Coattails may play big role in NH

Straight-ticket voting anticipated

By Doug Ireland direland@eagletribune.com
The Eagle-Tribune

---- — There’s no doubt New Hampshire will play a significant role in the presidential election, but don’t be surprised if that election has a big impact on Granite State races as well.

Political experts say they expect what happens at the national level to be mirrored statewide, especially in the gubernatorial showdown between Republican Ovide Lamontagne and Democrat Maggie Hassan.

So, if President Barack Obama is re-elected to a second term, chances are Hassan and many other New Hampshire Democrats will be victorious as well, the analysts said.

But if former Massachusetts Gov. Mitt Romney is elected, expect other Republican candidates to succeed, too, they said.

“I think that’s a pretty well-established likelihood,” political analyst Dean Spiliotes said. “It’s true for the gubernatorial race; it’s also true for the congressional races.”

Spiliotes, a political science professor at Southern New Hampshire University, said to expect New Hampshire’s Democratic and Republican hopefuls to ride the coattails of the presidential candidates.

That’s because they have similar views on key issues, as do voters from both political parties, he said.

A person who supports Obama is mostly likely to vote for other Democrats on the ballot, he said, and the same can be said for Romney and fellow Republicans.

“People are not in the split-ticket mindset as they once were,” he said.

University of New Hampshire political professors Andrew Smith and Dante Scala agree.

“People are likely to vote straight ticket,” Smith said.

The public is so caught up in the tight presidential race, the pundits said, they know little about the candidates for state offices. So, expect the battle between Obama and Romney to have a trickledown effect in the Granite State, considered a key swing state.

“I think it’s huge,” Smith said of the potential impact, “especially in the governor’s race.”

The latest poll by the UNH Survey Center, overseen by Smith, indicates the gubernatorial race is up for grabs. Twenty-nine percent of the 773 New Hampshire residents polled between Oct. 17 and 21 said they are undecided.

“I think that is an indication no one is really paying attention to this race,” he said.

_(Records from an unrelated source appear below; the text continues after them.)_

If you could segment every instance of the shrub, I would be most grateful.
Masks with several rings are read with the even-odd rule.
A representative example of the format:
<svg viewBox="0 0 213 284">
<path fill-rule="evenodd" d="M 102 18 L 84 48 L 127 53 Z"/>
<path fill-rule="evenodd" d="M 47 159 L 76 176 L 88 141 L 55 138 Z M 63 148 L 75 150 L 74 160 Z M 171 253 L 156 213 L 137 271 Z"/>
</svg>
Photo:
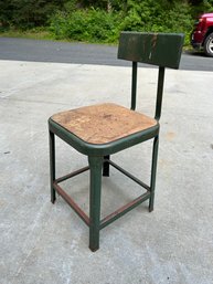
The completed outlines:
<svg viewBox="0 0 213 284">
<path fill-rule="evenodd" d="M 118 34 L 119 13 L 100 9 L 56 13 L 51 19 L 51 31 L 56 39 L 89 42 L 114 42 Z"/>
</svg>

That means voters will tend to support the party’s candidate instead of the specific individual running for office, Smith said.

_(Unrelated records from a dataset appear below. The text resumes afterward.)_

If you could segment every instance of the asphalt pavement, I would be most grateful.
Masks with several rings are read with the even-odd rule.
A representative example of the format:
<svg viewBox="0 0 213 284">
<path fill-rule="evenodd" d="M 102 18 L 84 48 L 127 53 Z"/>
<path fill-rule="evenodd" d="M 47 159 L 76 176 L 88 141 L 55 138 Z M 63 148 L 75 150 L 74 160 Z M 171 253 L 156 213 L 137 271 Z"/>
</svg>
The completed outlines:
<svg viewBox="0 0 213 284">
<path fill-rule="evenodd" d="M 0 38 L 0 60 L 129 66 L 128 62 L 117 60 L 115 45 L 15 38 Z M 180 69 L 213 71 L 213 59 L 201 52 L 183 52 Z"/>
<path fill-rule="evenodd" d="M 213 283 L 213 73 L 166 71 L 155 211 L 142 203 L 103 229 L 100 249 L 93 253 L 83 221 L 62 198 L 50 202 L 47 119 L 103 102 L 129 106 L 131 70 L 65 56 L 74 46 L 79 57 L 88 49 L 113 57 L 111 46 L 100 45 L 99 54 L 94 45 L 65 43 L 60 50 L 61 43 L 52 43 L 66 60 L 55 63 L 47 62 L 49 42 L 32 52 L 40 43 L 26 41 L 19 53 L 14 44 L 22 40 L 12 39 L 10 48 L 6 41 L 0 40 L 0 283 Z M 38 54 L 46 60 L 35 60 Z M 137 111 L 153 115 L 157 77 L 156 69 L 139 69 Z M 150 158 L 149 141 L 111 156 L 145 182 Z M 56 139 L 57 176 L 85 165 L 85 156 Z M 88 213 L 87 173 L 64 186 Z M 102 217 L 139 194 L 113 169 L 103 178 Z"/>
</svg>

The poll, released Tuesday, says 37 percent support Hassan, 31 percent back Lamontagne, 2 percent endorse Libertarian candidate John Babiarz and 1 percent favor another candidate. The poll has a margin of error of plus or minus 3.5 percent.

Scala agreed voters will likely back their party’s candidate if they are not familiar with the person running. The winner of the gubernatorial race will replace popular four-term Gov. John Lynch, a Democrat.

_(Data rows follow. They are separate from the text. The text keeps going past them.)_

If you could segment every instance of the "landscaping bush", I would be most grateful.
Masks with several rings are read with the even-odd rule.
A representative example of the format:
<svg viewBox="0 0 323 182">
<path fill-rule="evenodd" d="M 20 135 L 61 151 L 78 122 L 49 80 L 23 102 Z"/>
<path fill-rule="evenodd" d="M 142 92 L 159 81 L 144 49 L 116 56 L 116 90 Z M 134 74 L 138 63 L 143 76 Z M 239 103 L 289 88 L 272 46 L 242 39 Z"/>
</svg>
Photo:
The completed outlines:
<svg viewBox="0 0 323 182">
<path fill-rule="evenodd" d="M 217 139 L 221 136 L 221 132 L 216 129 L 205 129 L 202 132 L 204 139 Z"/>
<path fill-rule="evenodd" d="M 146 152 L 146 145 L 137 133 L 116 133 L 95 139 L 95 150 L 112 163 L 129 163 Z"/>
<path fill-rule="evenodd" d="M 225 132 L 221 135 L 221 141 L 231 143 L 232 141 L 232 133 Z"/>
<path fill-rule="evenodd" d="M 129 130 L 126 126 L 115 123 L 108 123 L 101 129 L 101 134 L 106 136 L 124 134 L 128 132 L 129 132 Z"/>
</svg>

“It’s downshifting to the bottom of the ballot, which isn’t surprising,” Scala said. “You have two gubernatorial candidates who are not very well known.”

Scala said that downshifting also will have a big impact on the state Legislature, where many Democrats are seeking to return to the House and Senate after a Republican landslide two years ago.

“I think they are going to make up a lot of ground in the state Legislature,” he said.